01 May 2013
DESECRATION AT WOUNDED KNEE
December 19, 1890 ~ the Wounded Knee Massacre resulted in the deaths of up to 300 Lakota men, women, and children by members of the U.S. 7th Cavalry (20 of whom received the Medal of Honor).
1903 ~ Descendants of those who died in the battle erected a monument at the mass gravesite in which the victims were buried. (Above, click to enlarge)
1965 ~ The massacre site, located within the present-day Pine Ridge Indian Reservation, was designated as a National Historic Landmark. It includes a church and a mass grave.
1970 ~ The book Bury My Heart At Wounded Knee by historian Dee Brown expressed "a Native American perspective on the injustices and betrayals of the U.S. government" in the late 19th century American West. It raised awareness of the battle among many who had never heard of the events of that time.
February 27, 1973 ~ about 200 traditional Oglala Lakota people, along with members of the American Indian Movement (AIM), occupied the town of Wounded Knee, SD, in an armed standoff with hundreds of U.S. marshals, FBI agents, and thugs from the tribal police. The protesters accused tribal government of corruption, voter fraud, and violence against opponents, and also accused the U.S. government of failing to fulfill treaty obligations. There was widespread public sympathy for the goals of the occupation, which ended with the arrest of its leaders, and escalating violence on the reservation.
April 11, 2013 ~ Joseph Brings Plenty, former chairman of the Cheyenne River Sioux Tribe, published a NYTimes article detailing the proposed sale of the Wounded Knee Cemetery by its white owner, James Czywczynski, for the sum of $3.9 million. (The property fell into white hands because the federal government fragmented most western reservations under the Dawes Act of 1887, which allocated between 40 and 160 acres of land to each Indian resident, leaving large tracts of non-allocated land which were sold, mostly to non-Indians. This system of allotments led to fragmentation of ownership as Indian land was passed down through generations.)
The Brings Plenty article detailed the history, and issued the following plea ~ "The Pine Ridge Indian Reservation is one of the poorest places in the United States, and the Oglala, who are deeply in debt, would be hard-pressed to meet the price. Many elders properly ask why any price should be paid at all. The federal government should buy this land and President Obama should then preserve it as a national monument ~ just as he did last month at five federally owned sites around the country .... "

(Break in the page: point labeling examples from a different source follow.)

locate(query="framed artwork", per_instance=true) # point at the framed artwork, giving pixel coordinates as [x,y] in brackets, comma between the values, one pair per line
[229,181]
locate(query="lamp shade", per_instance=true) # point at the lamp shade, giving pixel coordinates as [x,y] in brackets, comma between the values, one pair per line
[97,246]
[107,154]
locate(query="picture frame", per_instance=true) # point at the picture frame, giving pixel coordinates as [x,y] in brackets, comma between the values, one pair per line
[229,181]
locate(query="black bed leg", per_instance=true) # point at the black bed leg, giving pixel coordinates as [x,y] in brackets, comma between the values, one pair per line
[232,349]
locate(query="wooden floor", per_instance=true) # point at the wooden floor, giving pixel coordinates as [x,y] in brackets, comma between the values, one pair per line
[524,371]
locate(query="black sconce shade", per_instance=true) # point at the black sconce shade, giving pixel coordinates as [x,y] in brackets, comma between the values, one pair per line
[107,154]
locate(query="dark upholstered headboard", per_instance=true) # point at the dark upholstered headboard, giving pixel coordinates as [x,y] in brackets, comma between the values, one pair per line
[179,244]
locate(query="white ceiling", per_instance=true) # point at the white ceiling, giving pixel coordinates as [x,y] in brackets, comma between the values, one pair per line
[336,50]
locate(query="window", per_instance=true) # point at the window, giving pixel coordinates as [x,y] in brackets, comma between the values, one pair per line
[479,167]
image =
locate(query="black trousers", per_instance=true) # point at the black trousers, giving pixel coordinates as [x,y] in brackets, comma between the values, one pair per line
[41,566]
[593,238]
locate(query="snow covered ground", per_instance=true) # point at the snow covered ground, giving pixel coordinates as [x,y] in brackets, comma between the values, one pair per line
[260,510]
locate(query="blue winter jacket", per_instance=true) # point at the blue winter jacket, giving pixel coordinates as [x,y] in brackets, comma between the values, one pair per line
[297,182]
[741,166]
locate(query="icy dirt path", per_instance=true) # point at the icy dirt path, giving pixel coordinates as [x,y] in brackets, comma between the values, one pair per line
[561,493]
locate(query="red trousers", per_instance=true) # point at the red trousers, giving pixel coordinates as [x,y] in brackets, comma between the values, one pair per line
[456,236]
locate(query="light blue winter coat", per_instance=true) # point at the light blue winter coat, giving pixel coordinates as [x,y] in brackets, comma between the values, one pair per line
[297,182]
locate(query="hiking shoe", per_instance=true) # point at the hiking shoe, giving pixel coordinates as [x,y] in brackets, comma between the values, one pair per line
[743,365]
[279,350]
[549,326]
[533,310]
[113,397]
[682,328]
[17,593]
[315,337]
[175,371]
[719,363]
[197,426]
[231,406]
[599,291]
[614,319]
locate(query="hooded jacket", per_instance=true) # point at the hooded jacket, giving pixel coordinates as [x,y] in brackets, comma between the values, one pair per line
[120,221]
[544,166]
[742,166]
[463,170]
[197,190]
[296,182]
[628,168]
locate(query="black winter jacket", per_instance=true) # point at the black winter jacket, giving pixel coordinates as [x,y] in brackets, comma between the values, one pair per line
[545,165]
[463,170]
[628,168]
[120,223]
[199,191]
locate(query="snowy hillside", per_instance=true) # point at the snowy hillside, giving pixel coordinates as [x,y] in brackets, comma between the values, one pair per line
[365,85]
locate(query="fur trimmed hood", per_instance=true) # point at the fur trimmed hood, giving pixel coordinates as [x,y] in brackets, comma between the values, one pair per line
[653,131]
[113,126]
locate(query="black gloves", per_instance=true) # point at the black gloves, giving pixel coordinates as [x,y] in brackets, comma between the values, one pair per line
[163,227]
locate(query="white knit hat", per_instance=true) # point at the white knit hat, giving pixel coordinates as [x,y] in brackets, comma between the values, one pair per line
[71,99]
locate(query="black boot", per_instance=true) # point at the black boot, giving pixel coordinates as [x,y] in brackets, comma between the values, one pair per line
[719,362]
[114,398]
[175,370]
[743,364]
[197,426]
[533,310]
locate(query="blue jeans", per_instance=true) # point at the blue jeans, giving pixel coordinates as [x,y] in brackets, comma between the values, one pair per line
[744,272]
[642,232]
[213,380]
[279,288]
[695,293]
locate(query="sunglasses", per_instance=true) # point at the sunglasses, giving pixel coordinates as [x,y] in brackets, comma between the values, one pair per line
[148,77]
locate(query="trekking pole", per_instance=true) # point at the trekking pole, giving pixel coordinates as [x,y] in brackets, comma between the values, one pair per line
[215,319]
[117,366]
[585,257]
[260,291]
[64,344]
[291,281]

April 27, 2013 ~ Matt Wells of BBC News fleshed out the history of the tribe and the land considered for sale in To Whom Does Wounded Knee Belong? Among other things, he noted that the 40-acre parcel being sold is worth less than $10,000 on the open market.
April 30, 2013 ~ Vincent Schilling of Indian Country Today Media Network interviewed the property's nominal owner, James Czywczynski. Schilling's questions were dispassionate, while Czywczynski seemed defensive, embellished and contradicted his own answers, and oh by the way, announced that the asking price has gone up to $4.9 million. He claimed to have an anonymous management group and a venture capitalist lined up if the Oglalas can't or won't pony up the new asking price.
The deadline for the Oglalas to make an offer was today. There is no word on whether federal intervention is in the offing.
If the sale is made to whites who want to profit from the sad and sacred history of the site by building a monument, a motel, and a restaurant tourism complex (with zero proceeds going to the Oglala tribe), it will be one more chapter is the long history of massacres, desecrations, thefts, and violations visited upon native peoples by white culture.